Zusätzliche Unterstützung benötige der Heimatverein Nenkersdorf/Schönau durch die Krankheit seiner Vorsitzenden Annelies Görner, sagt der Ortsvorsteher. Der sehr starke Verein hat über 50 Mitglieder und organisiert monatliche Veranstaltungen. "Er leistet sehr gute Arbeit, die Mitglieder sind sehr zufrieden", hebt Mertin hervor.

Im Sportverein ist die Frauensportgruppe relativ aktiv. Im Bereich Freizeitfußball werde es durch Zeitmangel immer schwieriger, den Betrieb aufrechtzuerhalten. Tradition haben unter anderem die Fußballbegegnungen zum Dorf- und Vereinsfest.

 

 

Am wenigsten Sorgen bereitet dem Ortschaftsrat der Jugendclub Schönau/Nenkersdorf mit Marcus Ledig und Michael Kappmann an der Spitze. Seit dem Vorjahr laufen die Dorffeste in Regie des Club-Teams und das erfolgreich. "Souverän gemacht", bescheinigt Rainer Kuhnert. 2016 will der Club sein 20-jähriges Bestehen feiern. Er hoffe, dass sich auch künftig jeweils neue Vorstandsmitglieder finden, erklärt Andreas Mertin.

 

 

Er engagiert sich bereits die dritte Wahlperiode, 1994 war er in den Gemeinderat Nenkersdorf/Schönau gewählt worden. 1999 erfolgte die Eingemeindung nach Frohburg, das sei nicht zum Schaden der beiden Dörfer gewesen. Der Gleichbehandlungsgrundsatz gegenüber allen Ortsteilen werde vom Rathaus eingehalten. Was Frohburgs Bürgermeister Wolfgang Hiensch zugesagt habe, das habe er auch gehalten, bescheinigt ihm der Ortsvorsteher. Schon während der vorhergehenden Verwaltungsgemeinschaft seien die Gemeindehäuser instand gesetzt worden. Viel Straße und Brücken seien erneuert worden, die Sportplätze würden unterstützt.

 

 

Nun gehe es hauptsächlich darum, "was wir geschaffen haben, zu erhalten." Das Gemeindezentrum in Schönau müsse saniert werden. Das Gemeindehaus in Nenkersdorf nutzen die Feuerwehr sowie der Heimat- und der Sportverein. Die Auseinandersetzung um das Kirchschullehn stehe noch aus, erklärt Mertin. Er hebt die gute Zusammenarbeit mit der Kirche hervor und sagt: "Hut ab, was der neue Besitzer des Rittergutes schon geschaffen hat." An der Oberfläche der Nenkersdorfer Töpferstraße müsse sich etwas tun.

 

 

Für Ärger sorgt immer mal wieder Müll am Harthsee, nicht zuletzt, weil viele Schulklassen ihren Abschluss dort feiern. "Das Gelände ist privates Land, der Ortschaftsrat kann nur mahnen und Hinweise geben", sagt Mertin.
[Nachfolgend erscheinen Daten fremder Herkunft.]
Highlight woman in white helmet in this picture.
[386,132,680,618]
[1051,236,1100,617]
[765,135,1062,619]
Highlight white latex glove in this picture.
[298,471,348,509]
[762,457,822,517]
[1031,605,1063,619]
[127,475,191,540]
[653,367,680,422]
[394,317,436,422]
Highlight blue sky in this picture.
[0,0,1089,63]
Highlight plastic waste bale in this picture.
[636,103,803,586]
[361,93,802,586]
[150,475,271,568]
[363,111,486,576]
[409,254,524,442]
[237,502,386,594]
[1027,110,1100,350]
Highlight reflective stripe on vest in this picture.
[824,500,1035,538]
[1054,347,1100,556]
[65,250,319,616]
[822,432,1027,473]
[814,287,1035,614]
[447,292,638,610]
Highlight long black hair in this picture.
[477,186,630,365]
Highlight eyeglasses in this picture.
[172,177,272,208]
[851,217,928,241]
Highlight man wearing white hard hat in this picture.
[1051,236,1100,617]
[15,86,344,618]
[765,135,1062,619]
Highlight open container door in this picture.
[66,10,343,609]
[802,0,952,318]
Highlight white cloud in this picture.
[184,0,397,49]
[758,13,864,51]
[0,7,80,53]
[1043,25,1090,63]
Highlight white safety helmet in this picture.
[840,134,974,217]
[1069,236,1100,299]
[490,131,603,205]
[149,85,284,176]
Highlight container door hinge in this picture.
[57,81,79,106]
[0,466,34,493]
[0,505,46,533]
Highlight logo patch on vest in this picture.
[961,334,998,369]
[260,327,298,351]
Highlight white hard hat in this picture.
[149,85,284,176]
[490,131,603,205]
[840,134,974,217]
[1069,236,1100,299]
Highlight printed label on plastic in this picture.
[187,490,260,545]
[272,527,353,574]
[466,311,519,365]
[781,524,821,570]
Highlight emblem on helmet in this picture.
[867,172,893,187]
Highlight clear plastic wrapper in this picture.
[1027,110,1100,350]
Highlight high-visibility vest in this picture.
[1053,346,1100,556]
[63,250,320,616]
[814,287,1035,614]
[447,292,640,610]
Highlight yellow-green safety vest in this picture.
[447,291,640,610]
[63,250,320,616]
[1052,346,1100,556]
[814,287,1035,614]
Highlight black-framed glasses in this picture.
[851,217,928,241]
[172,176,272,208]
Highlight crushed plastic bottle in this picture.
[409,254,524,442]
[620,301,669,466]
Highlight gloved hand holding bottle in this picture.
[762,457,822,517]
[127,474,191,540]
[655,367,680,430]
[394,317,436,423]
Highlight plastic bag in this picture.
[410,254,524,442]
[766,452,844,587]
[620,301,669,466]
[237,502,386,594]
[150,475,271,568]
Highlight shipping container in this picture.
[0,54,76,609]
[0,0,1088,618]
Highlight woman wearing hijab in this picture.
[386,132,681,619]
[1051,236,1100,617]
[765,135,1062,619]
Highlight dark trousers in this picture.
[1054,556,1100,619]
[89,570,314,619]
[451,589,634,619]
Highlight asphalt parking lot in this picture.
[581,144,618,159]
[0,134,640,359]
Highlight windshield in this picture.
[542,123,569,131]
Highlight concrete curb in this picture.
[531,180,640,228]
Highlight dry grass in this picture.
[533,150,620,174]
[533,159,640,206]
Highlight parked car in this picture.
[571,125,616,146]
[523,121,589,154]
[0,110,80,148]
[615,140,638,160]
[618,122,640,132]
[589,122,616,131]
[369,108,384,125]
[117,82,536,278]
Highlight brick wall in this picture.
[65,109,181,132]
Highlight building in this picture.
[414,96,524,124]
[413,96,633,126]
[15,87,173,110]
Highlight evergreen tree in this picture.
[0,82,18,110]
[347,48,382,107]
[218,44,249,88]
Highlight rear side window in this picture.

Für ihn steht fest, dass es seine letzte Legislaturperiode ist - sowohl im Ortschaftsrat, als auch im Stadtrat, wo er für die Linkspartei sitzt. Der Nachwuchs müsse ran. "Mir wäre es lieber, wenn die Jugend vorpreschen würde", sagt der 57-Jährige. Schon jetzt sollte die Suche nach neuen, jüngeren Kandidaten für die nächsten Kommunalwahlen beginnen.